Rectosigmoid Cancer and Peritoneal Carcinomatosis

 

 

 

 

 

 

 

 

 

 

       

            Patient 49 year old with a history of cancer colorectal cancer T4N2M0 stage IIIB. Underwent rectosigmoid surgery. Followed by radiation therapy and chemotherapy. Currently, presents with prominent abdomen. Correlative studies: CT, abdomen and pelvis: horseshoe kidneyt, right pelvic cystic mass, probably ovarian. Abdominal ultrasound: cholelithiasis; ascites. Chest X-ray: atelectasis of lung bases, bilateral pleural effusion.

            On the PET, there is abdominal and diaphragm distension  explained by ascites (arrow in the right hand side image), associated with diffuse increased FDG fixation in abdominal contour, more evident activity in the right flank (arrow, on left hand side image). Furthermore, a moderate intensity focus in the lower anterior inferior abdominal region. Additionally a focus of intense tracer uptake in lower anterior cervical region in the left thyroid lobe of 1.7 cm diameter. In the remainder of the study, normal distribution is observed in brain, lung, liver, spleen, colon and bladder. Kidneys have pyelocaliceal dilation.

            The findings described in abdominal cavity are compatible with peritoneal carcinomatosis. The left thyroid lobe nodule suggests a malignant lesion and should be correlated with additional tests including a biopsy.

            Despite its known limited  accuracy in detecting small peritoneal lesions and the involvement of the small bowel/mesentery, contrast-enhanced MDCT remains the standard imaging modality in the assessment of peritoneal carcinomatosis. MRI, especially with diffusion-weighted images, and FDG-PET/CT are promising methods for the evaluation of peritoneal carcinomatosis with superior results in recent studies, but still have a limited role in selected cases because of high costs and limited availability (3).

            Contrast-enhanced, multidetector computed  tomography scan remains the standard imaging modality in the assessment of  peritoneal carcinomatosis. Magnetic resonance imaging may offer complementary  valuable data. Positron emission tomography (PET) has a more limited role, its  main indication being the detection of unsuspected extraperitoneal involvement in nonmucinous neoplasms (4).
 

References:

1  Culverwell AD, Chowdhury FU, Scarsbrook AF. Optimizing the role of FDG PET-CT for potentially operable metastatic colorectal cancer.Abdom Imaging. 2012 Feb 28.
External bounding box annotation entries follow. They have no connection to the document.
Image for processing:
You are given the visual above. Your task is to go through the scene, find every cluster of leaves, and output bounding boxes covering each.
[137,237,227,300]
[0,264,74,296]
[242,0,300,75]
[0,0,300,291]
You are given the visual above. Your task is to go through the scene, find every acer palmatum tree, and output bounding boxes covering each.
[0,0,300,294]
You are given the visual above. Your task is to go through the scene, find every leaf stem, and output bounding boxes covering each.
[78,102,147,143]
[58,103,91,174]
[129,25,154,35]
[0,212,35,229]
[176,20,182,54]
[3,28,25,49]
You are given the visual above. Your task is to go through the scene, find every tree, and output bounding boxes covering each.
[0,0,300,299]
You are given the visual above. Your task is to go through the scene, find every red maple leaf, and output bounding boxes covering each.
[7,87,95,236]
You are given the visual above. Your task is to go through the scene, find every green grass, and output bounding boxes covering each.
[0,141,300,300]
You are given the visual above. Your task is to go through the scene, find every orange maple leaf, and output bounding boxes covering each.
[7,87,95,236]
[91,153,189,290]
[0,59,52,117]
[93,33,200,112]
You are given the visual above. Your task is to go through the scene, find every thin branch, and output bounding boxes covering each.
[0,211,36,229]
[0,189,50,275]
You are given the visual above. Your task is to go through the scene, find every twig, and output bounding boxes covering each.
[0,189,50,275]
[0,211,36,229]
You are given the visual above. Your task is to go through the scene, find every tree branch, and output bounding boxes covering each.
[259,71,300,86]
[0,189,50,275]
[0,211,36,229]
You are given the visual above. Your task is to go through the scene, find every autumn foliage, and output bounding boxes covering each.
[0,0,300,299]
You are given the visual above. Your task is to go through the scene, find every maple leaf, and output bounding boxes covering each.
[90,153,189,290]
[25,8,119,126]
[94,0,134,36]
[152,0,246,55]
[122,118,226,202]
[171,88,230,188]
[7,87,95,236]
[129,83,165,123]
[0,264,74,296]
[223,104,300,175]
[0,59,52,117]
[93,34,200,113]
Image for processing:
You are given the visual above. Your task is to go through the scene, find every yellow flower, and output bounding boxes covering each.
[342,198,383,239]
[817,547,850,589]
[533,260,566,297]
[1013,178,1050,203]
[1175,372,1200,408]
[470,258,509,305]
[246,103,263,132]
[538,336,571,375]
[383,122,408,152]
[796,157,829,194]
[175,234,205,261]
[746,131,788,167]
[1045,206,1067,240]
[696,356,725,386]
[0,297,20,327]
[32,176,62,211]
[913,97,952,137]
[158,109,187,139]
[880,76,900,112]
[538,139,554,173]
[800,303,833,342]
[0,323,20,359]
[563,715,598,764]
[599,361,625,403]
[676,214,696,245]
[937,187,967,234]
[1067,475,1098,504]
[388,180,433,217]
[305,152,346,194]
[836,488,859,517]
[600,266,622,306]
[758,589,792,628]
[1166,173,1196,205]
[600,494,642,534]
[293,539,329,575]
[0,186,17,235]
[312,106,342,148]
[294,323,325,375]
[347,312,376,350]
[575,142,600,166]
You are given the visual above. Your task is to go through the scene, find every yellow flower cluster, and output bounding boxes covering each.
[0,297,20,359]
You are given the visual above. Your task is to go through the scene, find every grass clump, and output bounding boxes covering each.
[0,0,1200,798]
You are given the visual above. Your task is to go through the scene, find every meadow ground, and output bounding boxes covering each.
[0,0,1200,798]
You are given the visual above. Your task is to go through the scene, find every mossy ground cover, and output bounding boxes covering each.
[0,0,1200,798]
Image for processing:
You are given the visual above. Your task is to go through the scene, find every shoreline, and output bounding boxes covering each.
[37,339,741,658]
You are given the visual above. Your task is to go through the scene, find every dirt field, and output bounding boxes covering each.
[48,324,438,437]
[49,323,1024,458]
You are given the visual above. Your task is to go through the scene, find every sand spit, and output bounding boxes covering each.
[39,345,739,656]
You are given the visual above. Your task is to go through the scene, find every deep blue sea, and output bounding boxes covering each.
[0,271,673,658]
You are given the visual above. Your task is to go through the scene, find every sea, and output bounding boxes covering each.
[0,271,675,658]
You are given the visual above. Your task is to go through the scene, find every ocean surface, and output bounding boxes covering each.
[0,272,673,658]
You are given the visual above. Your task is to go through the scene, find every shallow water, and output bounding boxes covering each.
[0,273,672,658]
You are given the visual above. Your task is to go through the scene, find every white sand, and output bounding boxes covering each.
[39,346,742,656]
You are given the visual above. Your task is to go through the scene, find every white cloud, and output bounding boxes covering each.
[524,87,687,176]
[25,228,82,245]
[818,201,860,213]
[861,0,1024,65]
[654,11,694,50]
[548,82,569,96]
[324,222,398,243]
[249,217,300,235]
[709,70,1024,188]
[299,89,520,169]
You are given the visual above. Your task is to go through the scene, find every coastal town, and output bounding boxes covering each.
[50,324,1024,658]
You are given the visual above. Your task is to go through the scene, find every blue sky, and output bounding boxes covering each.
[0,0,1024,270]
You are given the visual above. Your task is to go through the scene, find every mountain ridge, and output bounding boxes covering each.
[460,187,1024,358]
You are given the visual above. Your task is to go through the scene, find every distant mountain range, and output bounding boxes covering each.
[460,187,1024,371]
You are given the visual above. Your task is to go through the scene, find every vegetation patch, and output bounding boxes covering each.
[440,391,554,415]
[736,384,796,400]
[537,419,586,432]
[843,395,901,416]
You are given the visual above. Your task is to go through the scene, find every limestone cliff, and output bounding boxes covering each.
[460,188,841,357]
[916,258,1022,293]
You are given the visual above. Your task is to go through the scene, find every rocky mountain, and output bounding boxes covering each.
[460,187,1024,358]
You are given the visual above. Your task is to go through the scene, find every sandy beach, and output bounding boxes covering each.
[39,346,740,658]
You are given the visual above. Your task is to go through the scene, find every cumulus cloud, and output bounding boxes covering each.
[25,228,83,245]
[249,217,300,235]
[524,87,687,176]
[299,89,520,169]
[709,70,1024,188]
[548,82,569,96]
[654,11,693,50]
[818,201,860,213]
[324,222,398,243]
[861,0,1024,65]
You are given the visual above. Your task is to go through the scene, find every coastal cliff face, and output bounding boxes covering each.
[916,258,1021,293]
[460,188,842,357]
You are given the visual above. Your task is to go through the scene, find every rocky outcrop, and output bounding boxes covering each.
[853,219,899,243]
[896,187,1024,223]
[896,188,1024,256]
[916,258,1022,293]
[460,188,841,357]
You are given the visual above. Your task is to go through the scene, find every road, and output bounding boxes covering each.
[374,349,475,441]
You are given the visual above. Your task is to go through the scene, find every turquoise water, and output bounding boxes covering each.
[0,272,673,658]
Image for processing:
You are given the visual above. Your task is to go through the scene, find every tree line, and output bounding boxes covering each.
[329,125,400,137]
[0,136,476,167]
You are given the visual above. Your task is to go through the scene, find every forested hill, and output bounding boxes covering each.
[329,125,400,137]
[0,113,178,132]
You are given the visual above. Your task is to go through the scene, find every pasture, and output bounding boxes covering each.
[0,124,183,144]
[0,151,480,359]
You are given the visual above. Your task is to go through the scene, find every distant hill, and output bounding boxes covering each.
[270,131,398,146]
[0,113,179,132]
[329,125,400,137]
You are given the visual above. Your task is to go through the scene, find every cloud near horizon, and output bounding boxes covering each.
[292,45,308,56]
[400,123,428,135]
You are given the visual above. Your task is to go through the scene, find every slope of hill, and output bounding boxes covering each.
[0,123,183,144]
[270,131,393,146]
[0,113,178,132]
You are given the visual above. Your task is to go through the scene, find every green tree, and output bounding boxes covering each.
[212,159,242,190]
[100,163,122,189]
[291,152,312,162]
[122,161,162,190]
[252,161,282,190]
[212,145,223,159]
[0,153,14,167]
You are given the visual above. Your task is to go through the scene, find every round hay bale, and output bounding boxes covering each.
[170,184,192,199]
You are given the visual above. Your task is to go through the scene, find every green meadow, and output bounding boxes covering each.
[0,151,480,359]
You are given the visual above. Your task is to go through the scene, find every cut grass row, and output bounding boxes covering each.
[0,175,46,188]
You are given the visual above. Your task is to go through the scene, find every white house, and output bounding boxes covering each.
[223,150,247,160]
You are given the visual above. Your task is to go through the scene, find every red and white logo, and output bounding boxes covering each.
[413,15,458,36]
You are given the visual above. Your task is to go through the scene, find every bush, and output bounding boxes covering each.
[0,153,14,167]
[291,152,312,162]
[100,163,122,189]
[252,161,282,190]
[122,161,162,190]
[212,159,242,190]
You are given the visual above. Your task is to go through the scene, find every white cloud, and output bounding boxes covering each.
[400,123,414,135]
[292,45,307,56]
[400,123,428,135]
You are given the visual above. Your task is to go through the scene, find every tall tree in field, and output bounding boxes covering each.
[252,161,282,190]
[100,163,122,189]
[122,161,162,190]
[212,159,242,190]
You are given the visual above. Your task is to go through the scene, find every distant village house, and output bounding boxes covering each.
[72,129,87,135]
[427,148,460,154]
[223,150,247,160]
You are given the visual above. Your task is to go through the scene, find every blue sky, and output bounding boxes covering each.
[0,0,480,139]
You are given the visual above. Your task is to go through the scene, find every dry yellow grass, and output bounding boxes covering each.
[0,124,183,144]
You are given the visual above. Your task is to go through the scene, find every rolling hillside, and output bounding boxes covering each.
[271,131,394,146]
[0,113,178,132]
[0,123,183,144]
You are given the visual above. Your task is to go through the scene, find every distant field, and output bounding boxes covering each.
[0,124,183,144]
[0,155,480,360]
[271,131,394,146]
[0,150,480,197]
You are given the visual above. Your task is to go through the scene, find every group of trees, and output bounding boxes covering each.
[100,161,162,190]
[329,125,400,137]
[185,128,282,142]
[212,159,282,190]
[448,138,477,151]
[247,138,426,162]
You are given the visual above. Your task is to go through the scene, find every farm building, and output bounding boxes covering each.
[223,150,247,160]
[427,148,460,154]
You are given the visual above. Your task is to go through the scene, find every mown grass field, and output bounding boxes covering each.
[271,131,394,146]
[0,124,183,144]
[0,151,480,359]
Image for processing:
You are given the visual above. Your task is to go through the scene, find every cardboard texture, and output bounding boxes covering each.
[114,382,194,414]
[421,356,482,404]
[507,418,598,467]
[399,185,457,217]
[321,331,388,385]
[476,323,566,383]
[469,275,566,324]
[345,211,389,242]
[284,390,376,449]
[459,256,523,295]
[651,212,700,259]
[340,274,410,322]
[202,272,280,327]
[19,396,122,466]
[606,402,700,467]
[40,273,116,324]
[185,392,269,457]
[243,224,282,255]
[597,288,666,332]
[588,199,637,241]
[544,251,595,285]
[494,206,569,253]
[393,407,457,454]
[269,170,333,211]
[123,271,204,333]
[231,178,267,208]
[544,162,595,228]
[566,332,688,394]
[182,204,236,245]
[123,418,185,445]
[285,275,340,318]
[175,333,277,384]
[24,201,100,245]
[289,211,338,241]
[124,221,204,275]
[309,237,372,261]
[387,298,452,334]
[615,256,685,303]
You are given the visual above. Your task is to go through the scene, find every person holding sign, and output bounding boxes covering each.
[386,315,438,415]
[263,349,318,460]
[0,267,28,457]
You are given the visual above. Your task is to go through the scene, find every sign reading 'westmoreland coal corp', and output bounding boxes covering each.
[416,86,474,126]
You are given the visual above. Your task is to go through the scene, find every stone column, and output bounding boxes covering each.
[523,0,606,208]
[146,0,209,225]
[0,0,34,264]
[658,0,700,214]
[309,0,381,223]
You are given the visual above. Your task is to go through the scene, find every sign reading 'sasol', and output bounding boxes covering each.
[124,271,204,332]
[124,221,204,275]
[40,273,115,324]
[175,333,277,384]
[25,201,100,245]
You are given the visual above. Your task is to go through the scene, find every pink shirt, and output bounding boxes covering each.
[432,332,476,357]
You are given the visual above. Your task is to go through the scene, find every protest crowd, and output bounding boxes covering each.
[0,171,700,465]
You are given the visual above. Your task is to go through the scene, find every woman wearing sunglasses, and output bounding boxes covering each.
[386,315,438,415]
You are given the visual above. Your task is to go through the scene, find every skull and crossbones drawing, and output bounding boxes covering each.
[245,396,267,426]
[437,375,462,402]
2  Ozkan E, Soydal C, Araz M, Kir KM, Ibis E. The role of 18F-FDG PET/CT in detecting colorectal cancer recurrence in patients with elevated CEA levels. Nucl Med Commun. 2012 Apr;33(4):395-402.

3   Pfannenberg C, Schwenzer NF, Bruecher BL. State-of-the-art imaging of peritoneal carcinomatosis. Rofo. 2012 Mar;184(3):205-13.

4   González-Moreno S, González-Bayón L, Ortega-Pérez G, González-Hernando C. Imaging of peritoneal carcinomatosis. Cancer J. 2009 May-Jun;15(3):184-9.